Beginning last Friday at midnight, the Forest Service lifted its ban on open fires in all national forests in Utah, including the Uinta-Wasatch-Cache, Ashley, Fish Lake, Dixie and Manti-La Sal National Forests.
Fire bans are still in place in most cities and unincorporated areas in Summit County and County Manager Bob Jasper said he was not happy about the ban being lifted in the forests.
"Summit County is surrounded by National Forests and the risk of a wildfire is still present," he said. "It is confusing to residents if a fire ban is enforced in one area but not another. The law is out of sync with what we are trying to do, prevent a fire in our county like the two that burning only 40 miles away."
Jasper added that he wrote a letter to the U.S. Forest Service office in Salt Lake City urging them to keep the ban in place due to the dry conditions and high fire risk.

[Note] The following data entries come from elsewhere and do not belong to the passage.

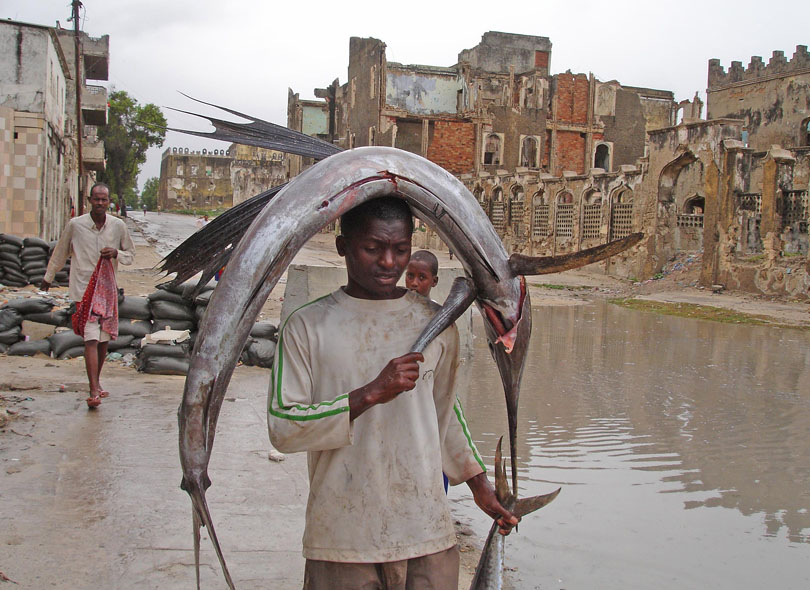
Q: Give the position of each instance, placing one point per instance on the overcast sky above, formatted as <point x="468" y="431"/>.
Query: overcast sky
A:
<point x="246" y="53"/>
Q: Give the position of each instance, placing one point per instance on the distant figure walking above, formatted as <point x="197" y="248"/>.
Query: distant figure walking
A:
<point x="85" y="239"/>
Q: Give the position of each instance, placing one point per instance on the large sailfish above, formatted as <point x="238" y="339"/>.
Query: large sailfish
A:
<point x="259" y="238"/>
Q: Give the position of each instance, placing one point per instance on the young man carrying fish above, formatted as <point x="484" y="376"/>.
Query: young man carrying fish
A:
<point x="380" y="424"/>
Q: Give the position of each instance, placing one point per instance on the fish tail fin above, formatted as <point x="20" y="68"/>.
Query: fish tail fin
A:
<point x="202" y="517"/>
<point x="525" y="506"/>
<point x="196" y="524"/>
<point x="541" y="265"/>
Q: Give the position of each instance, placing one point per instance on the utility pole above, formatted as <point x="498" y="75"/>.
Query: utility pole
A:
<point x="77" y="44"/>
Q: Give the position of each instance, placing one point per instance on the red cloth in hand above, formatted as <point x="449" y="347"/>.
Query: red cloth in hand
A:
<point x="100" y="300"/>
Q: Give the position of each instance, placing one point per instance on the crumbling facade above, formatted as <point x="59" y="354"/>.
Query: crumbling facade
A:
<point x="38" y="126"/>
<point x="217" y="179"/>
<point x="772" y="100"/>
<point x="497" y="109"/>
<point x="565" y="162"/>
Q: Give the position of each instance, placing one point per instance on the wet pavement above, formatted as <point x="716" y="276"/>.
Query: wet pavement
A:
<point x="91" y="499"/>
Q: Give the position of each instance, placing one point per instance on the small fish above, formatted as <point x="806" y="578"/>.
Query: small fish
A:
<point x="489" y="572"/>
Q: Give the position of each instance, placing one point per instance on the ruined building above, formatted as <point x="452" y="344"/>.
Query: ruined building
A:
<point x="38" y="126"/>
<point x="565" y="162"/>
<point x="217" y="179"/>
<point x="497" y="109"/>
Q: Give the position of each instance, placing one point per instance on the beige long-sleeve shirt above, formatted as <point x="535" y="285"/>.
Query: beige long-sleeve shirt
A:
<point x="376" y="491"/>
<point x="82" y="242"/>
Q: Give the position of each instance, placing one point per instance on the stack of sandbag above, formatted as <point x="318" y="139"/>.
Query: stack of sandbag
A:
<point x="260" y="348"/>
<point x="34" y="256"/>
<point x="134" y="322"/>
<point x="10" y="261"/>
<point x="170" y="309"/>
<point x="65" y="344"/>
<point x="165" y="352"/>
<point x="201" y="304"/>
<point x="10" y="327"/>
<point x="33" y="309"/>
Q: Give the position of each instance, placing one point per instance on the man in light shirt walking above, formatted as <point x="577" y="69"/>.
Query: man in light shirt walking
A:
<point x="85" y="239"/>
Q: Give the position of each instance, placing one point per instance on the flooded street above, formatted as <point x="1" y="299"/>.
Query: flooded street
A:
<point x="681" y="447"/>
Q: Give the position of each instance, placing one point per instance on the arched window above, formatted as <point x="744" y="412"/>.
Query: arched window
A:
<point x="498" y="210"/>
<point x="492" y="149"/>
<point x="591" y="214"/>
<point x="516" y="211"/>
<point x="528" y="152"/>
<point x="621" y="214"/>
<point x="540" y="216"/>
<point x="692" y="215"/>
<point x="564" y="222"/>
<point x="601" y="158"/>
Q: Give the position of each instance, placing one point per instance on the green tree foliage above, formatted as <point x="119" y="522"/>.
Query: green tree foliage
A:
<point x="149" y="193"/>
<point x="130" y="131"/>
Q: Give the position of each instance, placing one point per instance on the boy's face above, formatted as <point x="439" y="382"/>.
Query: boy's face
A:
<point x="419" y="278"/>
<point x="376" y="256"/>
<point x="99" y="200"/>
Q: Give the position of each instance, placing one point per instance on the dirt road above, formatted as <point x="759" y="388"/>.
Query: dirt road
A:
<point x="91" y="499"/>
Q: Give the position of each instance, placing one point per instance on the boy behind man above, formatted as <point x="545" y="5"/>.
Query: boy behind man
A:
<point x="422" y="273"/>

Summit County Council Member Sally Elliott agreed with Jasper, adding the Forest Service should have made some phone calls first and taken the County Council's opinion into consideration.

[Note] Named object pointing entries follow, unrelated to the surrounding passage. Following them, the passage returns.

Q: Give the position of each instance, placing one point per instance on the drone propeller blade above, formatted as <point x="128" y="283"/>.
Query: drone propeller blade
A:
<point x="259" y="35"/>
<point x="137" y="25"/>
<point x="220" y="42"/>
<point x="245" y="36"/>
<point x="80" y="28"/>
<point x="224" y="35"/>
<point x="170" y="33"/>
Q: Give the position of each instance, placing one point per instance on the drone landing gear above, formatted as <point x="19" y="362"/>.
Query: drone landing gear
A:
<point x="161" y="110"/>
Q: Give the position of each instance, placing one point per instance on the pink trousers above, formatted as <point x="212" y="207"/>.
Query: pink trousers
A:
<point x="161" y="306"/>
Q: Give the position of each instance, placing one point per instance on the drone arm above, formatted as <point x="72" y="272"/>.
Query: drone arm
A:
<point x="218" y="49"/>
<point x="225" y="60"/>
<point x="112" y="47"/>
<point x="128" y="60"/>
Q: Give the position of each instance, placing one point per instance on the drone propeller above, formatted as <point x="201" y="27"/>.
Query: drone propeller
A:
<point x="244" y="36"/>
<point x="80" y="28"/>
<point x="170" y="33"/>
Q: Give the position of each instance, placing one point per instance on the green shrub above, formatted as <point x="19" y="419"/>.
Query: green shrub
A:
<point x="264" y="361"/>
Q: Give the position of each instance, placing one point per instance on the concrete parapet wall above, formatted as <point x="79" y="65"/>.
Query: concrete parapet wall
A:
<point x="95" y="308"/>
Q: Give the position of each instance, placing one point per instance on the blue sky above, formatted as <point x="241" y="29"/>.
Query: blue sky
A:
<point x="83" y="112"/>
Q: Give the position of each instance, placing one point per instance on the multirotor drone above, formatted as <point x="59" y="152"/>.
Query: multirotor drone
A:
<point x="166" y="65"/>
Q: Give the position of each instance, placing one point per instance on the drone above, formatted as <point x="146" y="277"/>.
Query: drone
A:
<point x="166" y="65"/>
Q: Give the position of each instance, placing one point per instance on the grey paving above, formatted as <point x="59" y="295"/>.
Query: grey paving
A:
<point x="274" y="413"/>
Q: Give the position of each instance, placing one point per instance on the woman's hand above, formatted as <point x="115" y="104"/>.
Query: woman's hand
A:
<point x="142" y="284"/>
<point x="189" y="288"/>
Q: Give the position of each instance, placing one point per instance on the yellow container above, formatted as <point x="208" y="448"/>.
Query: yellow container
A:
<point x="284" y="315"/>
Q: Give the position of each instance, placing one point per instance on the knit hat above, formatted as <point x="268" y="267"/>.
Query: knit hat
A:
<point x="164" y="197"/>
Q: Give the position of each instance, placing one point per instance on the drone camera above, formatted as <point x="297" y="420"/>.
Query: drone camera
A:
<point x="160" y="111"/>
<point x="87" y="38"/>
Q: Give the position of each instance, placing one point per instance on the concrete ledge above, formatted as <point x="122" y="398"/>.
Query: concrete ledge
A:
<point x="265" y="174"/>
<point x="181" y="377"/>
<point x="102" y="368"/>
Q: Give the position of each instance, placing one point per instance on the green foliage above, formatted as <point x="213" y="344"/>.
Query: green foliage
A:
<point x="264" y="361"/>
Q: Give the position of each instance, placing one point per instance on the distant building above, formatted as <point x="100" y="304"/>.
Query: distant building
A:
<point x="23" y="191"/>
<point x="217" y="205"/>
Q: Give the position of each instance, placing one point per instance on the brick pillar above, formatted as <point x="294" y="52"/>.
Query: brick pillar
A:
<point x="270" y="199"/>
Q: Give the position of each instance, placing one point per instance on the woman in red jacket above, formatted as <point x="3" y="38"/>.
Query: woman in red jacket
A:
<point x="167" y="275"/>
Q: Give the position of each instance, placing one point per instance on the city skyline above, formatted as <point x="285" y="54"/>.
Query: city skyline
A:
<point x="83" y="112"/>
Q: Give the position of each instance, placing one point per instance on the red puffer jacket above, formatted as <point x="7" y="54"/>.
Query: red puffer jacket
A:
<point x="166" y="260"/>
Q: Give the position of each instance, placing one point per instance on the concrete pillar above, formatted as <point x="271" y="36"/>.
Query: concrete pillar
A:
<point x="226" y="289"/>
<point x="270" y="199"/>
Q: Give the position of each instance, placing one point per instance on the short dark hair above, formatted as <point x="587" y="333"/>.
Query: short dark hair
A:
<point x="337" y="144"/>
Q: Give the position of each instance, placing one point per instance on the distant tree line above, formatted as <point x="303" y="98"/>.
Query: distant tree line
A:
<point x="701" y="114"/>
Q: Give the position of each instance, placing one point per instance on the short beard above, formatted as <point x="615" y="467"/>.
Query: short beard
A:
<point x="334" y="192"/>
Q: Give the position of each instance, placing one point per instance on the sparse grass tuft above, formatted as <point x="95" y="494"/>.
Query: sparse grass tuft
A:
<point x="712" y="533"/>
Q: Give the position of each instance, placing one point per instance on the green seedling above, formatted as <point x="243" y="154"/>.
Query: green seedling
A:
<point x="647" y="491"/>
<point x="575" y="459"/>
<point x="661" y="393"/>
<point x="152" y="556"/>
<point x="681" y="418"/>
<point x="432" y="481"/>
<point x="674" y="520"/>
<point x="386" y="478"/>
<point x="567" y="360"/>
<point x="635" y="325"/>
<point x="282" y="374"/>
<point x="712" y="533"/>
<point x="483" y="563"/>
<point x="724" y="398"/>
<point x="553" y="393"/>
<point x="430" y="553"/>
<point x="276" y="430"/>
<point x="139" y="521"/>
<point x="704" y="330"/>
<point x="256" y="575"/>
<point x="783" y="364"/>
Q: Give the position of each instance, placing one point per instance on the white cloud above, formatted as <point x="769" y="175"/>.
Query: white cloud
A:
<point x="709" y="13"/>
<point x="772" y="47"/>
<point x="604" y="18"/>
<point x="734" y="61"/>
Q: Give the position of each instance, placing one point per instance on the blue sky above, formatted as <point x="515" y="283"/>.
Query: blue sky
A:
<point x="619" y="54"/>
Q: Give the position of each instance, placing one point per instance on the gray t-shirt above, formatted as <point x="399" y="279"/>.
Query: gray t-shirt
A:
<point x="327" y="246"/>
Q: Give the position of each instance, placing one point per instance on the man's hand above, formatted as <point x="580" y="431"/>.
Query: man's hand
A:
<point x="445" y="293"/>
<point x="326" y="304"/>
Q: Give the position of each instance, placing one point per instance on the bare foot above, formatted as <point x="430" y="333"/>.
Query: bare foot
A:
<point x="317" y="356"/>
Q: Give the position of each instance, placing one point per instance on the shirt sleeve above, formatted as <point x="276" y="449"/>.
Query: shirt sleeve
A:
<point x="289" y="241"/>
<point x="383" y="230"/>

U.S. Forest Service Spokesperson Loyal Clark said before lifting the ban, they talked to numerous cities and counties and made sure all the national forests in the state were safe for open burns.
"We know other fire bans are still in place so we will be talking to visitors and telling them where they can and cannot have fires," she said. "We are making sure people know where the boundaries are and that they understand bans are still in effect in other places."
Clark added that the Forest Service has been testing the grasses and timber in the forests about once a week in order to monitor the moisture levels in the vegetation. Due to the recent rainstorms that have rolled through Utah, the forests were deemed to be "wet enough" to no longer be at high risk for wildfires.
"We were monitoring the moisture levels very closely because we wanted people to be able to have campfires before the season was over," she said. "Everyone has been so great about following the rules all summer and we have already heard back from families who are so excited to have a traditional campfire at least once this summer."
The Forest Service placed a ban on open fires on June 14, following Summit County's lead. Campers were still allowed to have fires in designated fire pits at developed campgrounds.
Jeff Schramm, District Ranger of the Heber-Kamas-Ranger District, said that even though visitors can now have campfires in undeveloped campsites and in the backcountry, everyone must still be aware of the risks.
"There are still dry branches on the ground and so far, everyone has been really careful about not leaving a fire unattended and making sure it is completely put out before leaving," he said. "We are urging everyone to make sure the coals of a fire are cool to the touch before walking away."
Fireworks and open fires are still banned in the unincorporated areas of Summit County and in Park City, Kamas, Coalville, Henefer and Francis.